Joanna suspiró, entrecerró los ojos, le entregó la hoja y se cubrió con la sábana. Mentalmente buscó conexiones, algo que pudiese ayudar, lo que fuese.

- ¿Legionella? Podría explicar la fiebre, la disnea, la neumonía y la insuficiencia renal. La anemia y la endocarditis podrían no ser parte del cuadro clínico…

Monólogos. Ella le escuchó seguir anotando, rasgueo del bolígrafo y más diagnósticos en voz baja.

- Apagas la luz cuando termines.

* * *

Se llamaba Joshua y tenía once años. Era pelirrojo, con muchas pecas salpicando su cara y un carácter de los mil demonios. Celos de su hermano menor, amor a los animales, fascinación por los caballos. Un día esa enfermera, la bonita de sonrisa fácil, entró y se lo dijo. Él guardó el expediente, ahí, donde estaban los que no volverían a ser abiertos. Fue un accidente y murió en el lugar de los hechos. Fue el tercero.

* * *

Ocurrió un lunes, justo después de revisar a aquel pequeño, Daumier, el del dolor de garganta recurrente, cuando ya este se había marchado con sus padres y él podía darse un descanso, comprar un café y descansar un poco antes de que llegase el siguiente.

- ¿Doctor Eysenck? – La vocecilla sonó a sus píes, junto al escritorio y desvió la vista del expediente para observarla. Ahí, de píe, la bata de hospital y una sonrisa juguetona, Sophia esperaba.

- ¿Qué haces tú aquí? Debes estar en cama. – Y fue inútil tratar de plasmar en esas palabras el tono duro y de regaño que quiso fingir.

- Es aburrido. – Hizo un pequeño puchero, mientras caminaba hasta llegar al diván, alzando los brazos, en un indicativo de que quería ser alzada para poder sentarse ahí. – El hospital es aburrido.

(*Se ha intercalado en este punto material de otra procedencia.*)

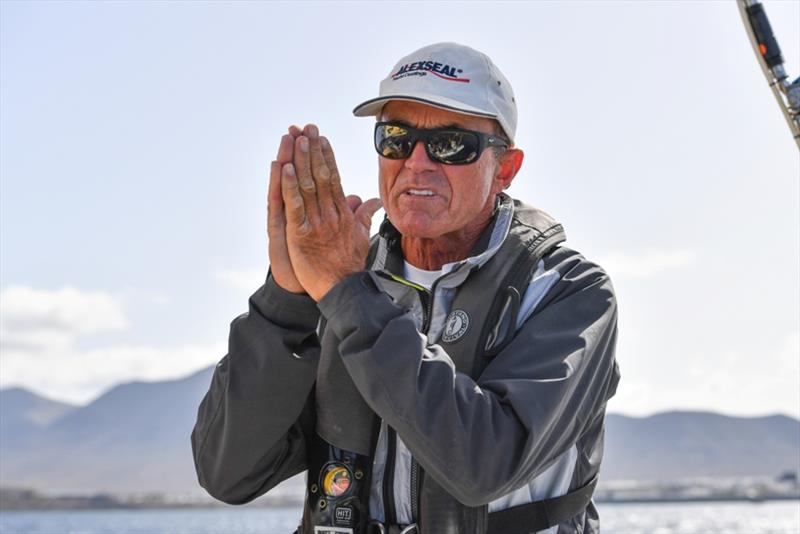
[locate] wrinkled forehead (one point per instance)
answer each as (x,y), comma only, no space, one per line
(424,116)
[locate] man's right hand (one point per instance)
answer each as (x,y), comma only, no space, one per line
(281,266)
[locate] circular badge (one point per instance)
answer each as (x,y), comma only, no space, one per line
(336,480)
(456,326)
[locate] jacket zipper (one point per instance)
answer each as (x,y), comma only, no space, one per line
(414,484)
(390,511)
(388,477)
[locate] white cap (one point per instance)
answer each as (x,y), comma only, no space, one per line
(449,76)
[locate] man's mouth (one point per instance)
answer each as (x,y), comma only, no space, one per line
(420,192)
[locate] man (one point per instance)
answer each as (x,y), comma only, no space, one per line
(481,349)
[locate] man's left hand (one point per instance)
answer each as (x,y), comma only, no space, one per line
(327,234)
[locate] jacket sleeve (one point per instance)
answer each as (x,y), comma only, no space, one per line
(252,424)
(533,401)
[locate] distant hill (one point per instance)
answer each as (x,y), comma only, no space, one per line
(675,445)
(24,415)
(135,438)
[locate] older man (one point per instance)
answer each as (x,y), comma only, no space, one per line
(457,384)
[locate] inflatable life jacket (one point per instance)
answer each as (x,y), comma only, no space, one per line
(480,323)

- Lo sé, pero pronto podrás salir de aquí – Ella era pequeña y se sentía ligera entre sus brazos cuando la tomó, alzándola y con la pequeña bajo el brazo, como un muñequito, salió del consultorio – Eso si obedeces y te quedas en cama.

- Pero me aburro mucho.

- Tienes televisión en la habitación. No deberías aburrirte.- Sofía hizo un puchero, mientras subían por el ascensor. – Mira, te daré algo para que te entretengas, ¿bien? Dios, ¿bajaste por el ascensor o por las escaleras?

- Piqué botones, pero no sirvió. Usé las escaleras.

- Esas son las cosas que no deberías hacer. – Cuando llegó, la puerta estaba abierta, las sábanas en el suelo, la televisión encendida. La dejó en la cama, cambió de canal y se sentó en la silla que había junto a la cama. – Sé buena niña y no vuelvas a escapar. Vas a preocupar a tus padres.

- ¿Y a usted? – Richard asintió. - ¿Mucho? – Nuevo asentimiento y una sonrisa - ¿mucho mucho de verdad?

- Claro que sí, tonta – Acompañó las palabras con una caricia ligera en la cabellera castaña que ya llegaba hasta los hombros de la pequeña. En ese momento el sonido y vibración del localizador se dejó sentir y suspiró. – Tengo que irme. Ahora, te quedas aquí, te traeré algo para que te entretengas en cuanto me desocupe.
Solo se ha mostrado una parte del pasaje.